A distribution of frequencies for each phoneme class was obtained for each of the 300 sentences (150 HP sentences and 150 LP sentences), for the whole sentence and for the final word in the sentences alone. Table 3 shows the number of occurrences of each phoneme class for each of the six final forms.

Table 3 Number of occurrences in each phoneme class for the last word and the whole sentence for each form (combination of high-predictability [HP] and low-predictability sentences)

In order to test whether all the forms had equivalent phonetic contents, a chi-square analysis was performed. Two separate tests were performed, for the final words or key words alone and for the whole sentences. Phoneme class (occlusives, fricatives, nasals, liquids, and vowels) and form (six levels) were included as factors in both cases. The chi-square value was not significant for the whole sentences, χ 2(20) = 8.13, p > .05, or for the final words of the sentence, χ 2(20) = 9.66, p > .05. Thus, the six final forms were equivalent in their phonetic content, whether the whole sentence was considered or only the final words. Finally, the definitive forms containing both HP and LP sentences are presented in the Appendix.

Discussion

Our objective was to generate forms of HP and LP Spanish sentences equivalent in intelligibility (measured as percent correct scores obtained in the perceptual task). These types of sentences have many applications, especially in psycholinguistics and audiology. In psycholinguistics, they could be especially useful in those circumstances in which it would be interesting to assess the sensory or bottom-up processing and the cognitive (effective use of context) or top-down processing capabilities of listeners during language processing. Some examples would be elderly listeners with age-related hearing loss but with intact top-down processing skills, children learning a second language who are not yet completely able to use context to accomplish speech perception, or individuals learning a second language with different levels of language proficiency. In audiology, these sentences can be useful for evaluating hearing aids in different SNR conditions simulating a variety of everyday communicative situations.

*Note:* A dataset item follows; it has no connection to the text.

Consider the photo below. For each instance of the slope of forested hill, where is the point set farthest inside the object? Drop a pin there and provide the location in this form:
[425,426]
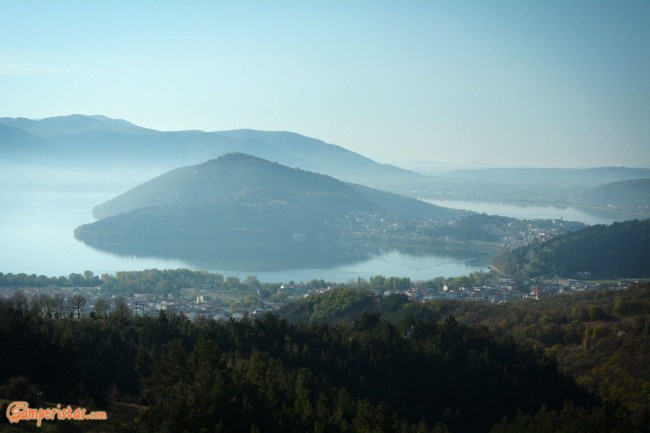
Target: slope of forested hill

As in the case of the SPIN sentences (Kalikow et al., 1977) for the English language, the sentences developed in the present study for the Spanish language are easy to administer. The duration is short (about 10 min per form). The response required by the listeners is simple, because he or she has to respond only with the final word of the sentence. Besides intelligibility (percent correct scores), other characteristics are also controlled, such as phonetic content, sentence length, final word stress, and final word frequency, all of which are quite relevant in audiological evaluation. The utility of the SPIN sentences (Kalikow et al., 1977) has been demonstrated by their utility in audiology and psycholinguistics. For the audiological evaluation of Spanish-speaking listeners or research conducted with Spanish-speaking listeners, it is necessary to have similar speech materials for the Spanish language.